Jaclyn Friedman has been been an anti-rape activist ever since she survived a campus sexual assault as an undergrad. She’s the author of What You Really Really Want: The Smart Girl’s Shame-Free Guide to Sex and Safety
I was proud to see my alma mater, Emerson College, on the Department of Education’s list of 55 campuses under investigation for their mishandling of sexual violence on campus.
Obviously, I’m not thrilled that the university is accused of mishandling rape cases. But I’m proud that students at Emerson expect the best from our school, and refuse to settle for less. In my work with campuses across the country, I often hear that students who’ve spoken out about being raped on campus are facing the wrath of their fellow students in the dining hall, in the campus newspaper, at parties, online. The charge is always the same: disloyalty.

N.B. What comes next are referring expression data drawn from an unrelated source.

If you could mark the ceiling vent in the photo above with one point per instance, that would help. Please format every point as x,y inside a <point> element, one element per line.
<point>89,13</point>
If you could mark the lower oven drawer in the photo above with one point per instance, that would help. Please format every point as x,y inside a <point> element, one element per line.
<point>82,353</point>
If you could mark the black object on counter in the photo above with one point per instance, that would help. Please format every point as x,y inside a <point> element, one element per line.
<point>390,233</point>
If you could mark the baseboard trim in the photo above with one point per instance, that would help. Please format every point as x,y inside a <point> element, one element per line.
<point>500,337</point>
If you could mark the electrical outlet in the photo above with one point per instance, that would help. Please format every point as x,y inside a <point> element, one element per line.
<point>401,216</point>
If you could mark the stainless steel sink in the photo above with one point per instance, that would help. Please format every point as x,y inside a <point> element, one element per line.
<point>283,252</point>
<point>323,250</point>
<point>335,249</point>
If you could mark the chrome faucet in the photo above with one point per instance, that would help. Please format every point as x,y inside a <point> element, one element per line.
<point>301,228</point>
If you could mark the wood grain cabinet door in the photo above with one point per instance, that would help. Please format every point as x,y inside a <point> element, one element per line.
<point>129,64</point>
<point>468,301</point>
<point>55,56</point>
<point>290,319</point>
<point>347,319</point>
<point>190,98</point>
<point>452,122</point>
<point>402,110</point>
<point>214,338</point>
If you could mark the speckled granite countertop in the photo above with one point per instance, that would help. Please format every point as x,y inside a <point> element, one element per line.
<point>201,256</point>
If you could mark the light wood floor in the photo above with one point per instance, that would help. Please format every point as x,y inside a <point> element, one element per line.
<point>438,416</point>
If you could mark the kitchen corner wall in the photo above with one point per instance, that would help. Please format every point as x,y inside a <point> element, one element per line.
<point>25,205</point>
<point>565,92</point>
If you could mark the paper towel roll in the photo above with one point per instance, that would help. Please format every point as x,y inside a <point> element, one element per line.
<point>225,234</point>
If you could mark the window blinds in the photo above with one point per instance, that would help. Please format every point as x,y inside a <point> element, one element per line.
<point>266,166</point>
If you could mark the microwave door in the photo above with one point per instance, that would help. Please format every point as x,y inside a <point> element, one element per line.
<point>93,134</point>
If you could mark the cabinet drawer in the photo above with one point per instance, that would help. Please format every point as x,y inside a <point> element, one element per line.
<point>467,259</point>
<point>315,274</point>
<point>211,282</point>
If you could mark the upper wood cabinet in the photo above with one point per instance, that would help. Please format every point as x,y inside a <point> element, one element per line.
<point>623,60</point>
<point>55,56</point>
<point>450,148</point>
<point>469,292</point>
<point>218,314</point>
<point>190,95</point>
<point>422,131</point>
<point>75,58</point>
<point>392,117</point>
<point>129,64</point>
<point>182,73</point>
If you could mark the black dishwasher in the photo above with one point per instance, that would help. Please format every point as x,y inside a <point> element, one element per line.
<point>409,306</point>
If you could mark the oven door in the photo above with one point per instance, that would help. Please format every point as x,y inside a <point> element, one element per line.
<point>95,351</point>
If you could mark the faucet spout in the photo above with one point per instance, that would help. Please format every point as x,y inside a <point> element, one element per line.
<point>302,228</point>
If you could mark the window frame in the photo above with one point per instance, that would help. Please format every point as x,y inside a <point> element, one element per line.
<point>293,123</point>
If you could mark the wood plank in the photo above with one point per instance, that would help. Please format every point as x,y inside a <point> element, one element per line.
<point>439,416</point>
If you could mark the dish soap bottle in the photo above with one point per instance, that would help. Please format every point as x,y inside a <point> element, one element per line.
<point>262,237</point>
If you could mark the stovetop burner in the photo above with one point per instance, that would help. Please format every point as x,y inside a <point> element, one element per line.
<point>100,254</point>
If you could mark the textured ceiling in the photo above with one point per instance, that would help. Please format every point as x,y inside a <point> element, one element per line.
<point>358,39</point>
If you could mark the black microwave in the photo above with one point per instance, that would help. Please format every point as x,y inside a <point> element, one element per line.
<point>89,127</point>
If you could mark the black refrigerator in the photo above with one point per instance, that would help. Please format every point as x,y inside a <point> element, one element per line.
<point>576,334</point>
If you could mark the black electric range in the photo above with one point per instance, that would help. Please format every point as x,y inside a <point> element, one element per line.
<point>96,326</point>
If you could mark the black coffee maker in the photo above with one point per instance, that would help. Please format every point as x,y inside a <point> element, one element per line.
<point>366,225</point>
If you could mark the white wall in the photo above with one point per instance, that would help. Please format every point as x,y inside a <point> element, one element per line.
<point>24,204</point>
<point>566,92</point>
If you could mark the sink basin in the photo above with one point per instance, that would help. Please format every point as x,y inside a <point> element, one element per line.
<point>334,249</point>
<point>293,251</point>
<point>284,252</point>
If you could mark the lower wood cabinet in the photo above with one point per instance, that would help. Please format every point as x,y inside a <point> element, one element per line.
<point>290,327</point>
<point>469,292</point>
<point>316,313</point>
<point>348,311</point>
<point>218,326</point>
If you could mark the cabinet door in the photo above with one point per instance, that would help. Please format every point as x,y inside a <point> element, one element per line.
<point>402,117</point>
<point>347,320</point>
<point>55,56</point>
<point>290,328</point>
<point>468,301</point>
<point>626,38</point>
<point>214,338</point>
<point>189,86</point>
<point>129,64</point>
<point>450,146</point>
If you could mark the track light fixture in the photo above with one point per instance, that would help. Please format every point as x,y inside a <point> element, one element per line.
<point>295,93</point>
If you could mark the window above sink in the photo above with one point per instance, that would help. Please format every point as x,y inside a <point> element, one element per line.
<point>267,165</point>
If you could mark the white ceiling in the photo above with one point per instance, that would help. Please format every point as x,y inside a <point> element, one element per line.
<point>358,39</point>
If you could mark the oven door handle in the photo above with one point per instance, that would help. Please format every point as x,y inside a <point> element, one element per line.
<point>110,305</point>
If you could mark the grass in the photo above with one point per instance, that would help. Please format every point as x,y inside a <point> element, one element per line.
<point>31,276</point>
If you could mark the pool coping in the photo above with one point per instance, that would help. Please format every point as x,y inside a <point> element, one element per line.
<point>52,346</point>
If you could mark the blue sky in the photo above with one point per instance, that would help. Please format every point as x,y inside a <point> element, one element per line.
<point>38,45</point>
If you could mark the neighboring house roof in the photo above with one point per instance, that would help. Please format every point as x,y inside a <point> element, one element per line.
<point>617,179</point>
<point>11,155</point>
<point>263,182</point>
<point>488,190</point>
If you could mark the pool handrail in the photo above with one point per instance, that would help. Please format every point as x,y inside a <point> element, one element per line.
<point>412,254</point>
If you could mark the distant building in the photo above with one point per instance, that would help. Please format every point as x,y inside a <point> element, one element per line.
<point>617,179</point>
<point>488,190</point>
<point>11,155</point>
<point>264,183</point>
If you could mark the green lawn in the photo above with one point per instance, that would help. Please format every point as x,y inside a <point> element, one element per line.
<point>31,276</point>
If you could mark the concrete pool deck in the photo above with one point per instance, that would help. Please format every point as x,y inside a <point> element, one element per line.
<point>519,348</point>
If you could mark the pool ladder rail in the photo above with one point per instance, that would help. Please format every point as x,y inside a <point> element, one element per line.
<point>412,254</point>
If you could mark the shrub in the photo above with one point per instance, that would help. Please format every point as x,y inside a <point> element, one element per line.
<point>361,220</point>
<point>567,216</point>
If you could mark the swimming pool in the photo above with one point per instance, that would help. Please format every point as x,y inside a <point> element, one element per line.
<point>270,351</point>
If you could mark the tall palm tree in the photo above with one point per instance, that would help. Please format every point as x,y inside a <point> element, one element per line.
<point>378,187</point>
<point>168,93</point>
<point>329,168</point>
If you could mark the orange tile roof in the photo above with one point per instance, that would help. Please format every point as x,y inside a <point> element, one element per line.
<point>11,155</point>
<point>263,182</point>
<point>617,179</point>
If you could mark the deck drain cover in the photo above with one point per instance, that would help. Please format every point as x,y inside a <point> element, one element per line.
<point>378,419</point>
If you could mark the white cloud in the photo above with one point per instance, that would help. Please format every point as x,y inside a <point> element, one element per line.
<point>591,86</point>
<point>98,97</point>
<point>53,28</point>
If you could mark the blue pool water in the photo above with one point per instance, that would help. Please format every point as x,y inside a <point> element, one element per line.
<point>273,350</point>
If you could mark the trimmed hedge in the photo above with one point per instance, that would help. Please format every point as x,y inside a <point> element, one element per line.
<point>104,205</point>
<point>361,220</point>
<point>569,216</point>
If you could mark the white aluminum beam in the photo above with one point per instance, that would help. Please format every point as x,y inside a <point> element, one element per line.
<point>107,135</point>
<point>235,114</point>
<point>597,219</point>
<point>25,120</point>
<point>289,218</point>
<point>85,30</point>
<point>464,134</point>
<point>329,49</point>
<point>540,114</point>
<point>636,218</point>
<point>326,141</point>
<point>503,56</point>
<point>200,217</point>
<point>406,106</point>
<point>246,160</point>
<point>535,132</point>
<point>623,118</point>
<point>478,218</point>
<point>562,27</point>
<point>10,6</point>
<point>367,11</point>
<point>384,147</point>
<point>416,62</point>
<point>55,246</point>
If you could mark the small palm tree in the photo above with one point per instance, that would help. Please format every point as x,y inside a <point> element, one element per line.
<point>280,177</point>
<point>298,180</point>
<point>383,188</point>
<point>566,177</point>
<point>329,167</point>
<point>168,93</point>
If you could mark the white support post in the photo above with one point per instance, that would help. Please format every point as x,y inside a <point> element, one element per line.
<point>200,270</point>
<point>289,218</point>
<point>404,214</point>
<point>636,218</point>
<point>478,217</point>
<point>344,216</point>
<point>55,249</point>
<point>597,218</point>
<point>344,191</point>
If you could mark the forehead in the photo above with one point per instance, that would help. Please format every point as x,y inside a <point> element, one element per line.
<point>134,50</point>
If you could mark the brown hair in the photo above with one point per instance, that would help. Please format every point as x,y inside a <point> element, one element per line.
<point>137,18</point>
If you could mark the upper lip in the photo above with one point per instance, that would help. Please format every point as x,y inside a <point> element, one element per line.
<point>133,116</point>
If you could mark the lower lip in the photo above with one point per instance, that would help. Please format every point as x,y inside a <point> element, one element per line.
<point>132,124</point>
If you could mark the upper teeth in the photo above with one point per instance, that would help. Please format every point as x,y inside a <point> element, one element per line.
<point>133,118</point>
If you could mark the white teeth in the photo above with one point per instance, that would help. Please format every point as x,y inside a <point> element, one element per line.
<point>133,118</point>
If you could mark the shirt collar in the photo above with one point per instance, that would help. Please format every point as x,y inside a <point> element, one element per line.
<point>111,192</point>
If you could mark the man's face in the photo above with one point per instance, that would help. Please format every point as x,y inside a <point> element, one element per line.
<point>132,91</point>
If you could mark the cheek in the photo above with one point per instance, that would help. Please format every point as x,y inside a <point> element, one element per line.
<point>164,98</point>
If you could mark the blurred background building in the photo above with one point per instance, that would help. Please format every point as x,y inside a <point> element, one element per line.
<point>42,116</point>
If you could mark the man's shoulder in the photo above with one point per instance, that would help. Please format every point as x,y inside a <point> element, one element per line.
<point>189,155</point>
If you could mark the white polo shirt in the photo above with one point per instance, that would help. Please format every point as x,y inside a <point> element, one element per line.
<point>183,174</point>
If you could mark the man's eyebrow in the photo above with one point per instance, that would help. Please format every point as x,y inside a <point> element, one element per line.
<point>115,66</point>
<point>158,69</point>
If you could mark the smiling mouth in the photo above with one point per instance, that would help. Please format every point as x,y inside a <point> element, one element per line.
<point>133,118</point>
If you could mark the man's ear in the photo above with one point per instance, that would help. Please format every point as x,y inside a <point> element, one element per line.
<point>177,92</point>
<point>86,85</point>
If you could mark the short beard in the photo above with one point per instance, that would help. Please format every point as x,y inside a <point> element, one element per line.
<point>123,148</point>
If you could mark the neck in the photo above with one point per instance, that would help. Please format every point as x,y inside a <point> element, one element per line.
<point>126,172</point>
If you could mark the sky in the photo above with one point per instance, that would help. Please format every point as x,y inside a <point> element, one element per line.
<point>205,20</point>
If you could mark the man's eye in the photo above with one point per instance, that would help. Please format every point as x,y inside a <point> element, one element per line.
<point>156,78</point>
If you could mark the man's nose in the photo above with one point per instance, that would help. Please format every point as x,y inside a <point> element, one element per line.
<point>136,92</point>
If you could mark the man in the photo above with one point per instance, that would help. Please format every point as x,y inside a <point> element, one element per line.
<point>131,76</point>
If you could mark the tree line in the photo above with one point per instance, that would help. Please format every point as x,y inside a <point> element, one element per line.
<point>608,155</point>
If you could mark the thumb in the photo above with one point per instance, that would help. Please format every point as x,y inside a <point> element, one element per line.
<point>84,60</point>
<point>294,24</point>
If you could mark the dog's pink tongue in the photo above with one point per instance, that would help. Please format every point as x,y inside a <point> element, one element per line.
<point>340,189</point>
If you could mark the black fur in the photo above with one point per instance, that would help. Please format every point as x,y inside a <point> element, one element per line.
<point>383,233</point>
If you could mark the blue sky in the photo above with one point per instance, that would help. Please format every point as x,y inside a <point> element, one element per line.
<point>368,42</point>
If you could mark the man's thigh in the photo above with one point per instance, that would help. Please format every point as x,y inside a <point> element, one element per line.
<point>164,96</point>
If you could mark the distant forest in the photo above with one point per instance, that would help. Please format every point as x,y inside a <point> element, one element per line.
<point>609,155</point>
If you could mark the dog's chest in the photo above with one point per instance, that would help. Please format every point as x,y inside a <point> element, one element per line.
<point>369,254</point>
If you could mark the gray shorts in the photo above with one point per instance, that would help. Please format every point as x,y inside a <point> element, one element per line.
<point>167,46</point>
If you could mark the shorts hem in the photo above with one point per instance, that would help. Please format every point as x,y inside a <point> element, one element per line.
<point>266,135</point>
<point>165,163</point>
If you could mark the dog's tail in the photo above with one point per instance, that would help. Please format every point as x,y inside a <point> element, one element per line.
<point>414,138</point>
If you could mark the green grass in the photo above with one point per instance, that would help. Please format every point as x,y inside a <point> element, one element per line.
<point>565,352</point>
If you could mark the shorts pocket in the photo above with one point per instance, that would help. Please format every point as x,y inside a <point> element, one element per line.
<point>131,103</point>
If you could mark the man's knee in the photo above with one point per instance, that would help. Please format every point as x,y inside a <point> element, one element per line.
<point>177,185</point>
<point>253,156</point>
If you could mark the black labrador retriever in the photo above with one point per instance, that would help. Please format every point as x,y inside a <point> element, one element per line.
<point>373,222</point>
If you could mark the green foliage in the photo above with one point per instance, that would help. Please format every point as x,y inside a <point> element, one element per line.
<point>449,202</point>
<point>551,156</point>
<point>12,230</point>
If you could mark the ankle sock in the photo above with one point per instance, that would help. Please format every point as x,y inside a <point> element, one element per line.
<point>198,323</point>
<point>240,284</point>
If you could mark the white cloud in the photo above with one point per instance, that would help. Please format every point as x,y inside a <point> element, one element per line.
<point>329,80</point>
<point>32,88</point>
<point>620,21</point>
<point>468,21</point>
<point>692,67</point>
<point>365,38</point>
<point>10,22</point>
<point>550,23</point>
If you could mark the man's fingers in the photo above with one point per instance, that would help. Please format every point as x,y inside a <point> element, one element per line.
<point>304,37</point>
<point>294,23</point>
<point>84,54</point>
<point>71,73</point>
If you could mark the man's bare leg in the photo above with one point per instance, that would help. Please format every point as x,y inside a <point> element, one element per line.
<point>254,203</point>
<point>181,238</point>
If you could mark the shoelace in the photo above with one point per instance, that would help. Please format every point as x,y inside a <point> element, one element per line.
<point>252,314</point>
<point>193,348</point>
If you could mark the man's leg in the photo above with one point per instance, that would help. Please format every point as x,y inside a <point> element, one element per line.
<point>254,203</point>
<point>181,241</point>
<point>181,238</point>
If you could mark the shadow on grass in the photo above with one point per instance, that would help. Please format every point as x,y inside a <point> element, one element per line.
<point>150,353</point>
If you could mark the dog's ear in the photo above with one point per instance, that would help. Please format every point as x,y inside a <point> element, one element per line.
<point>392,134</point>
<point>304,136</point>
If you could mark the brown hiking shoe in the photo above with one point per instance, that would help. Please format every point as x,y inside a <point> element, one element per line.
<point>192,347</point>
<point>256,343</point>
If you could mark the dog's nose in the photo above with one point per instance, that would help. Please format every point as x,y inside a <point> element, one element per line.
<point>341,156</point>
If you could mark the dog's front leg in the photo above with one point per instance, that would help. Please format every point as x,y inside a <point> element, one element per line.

But is it disloyal to keep a drunk friend from driving? Or to tell a spouse a difficult truth? Telling the people and institutions we care about that they’re hurting us and themselves is tough love, but it really is love. On the other hand, when we ask victims to whisper so that no one thinks ill of our alma mater, we’re asking them to give up their access to justice and healing, that ultimately hurts the very institutions we claim to be defending. That’s the true disloyalty.
Most campus rapes are committed by a small number of perpetrators who pursue victim after victim unless they’re stopped. When we squelch victims’ efforts to hold our schools accountable, it leaves those repeat offenders free to attack again. That leads to campuses with more rape, and more victims whose trauma keeps them from fully pursuing their own education and contributing to the college community in all the ways that can make a campus great.
When it comes to addressing campus rape, the financial incentives for schools are inverted: schools that succeed at suppressing victim reporting benefit from the impression that they don’t have a “rape problem,” while the schools that encourage reporting risk a bad reputation and drop in donations. The way to change that dynamic is to raise the cost of schools sweeping it under the rug.
That’s why speaking out is not only brave, but actually fiercely loyal. Students who speak up about rape on campus are saying: I know my campus can be better than this. I believe my campus can be great, and I’m willing to sacrifice to make it so. And that’s why the students who brought a federal case against my alma mater are the best Emersonians I know.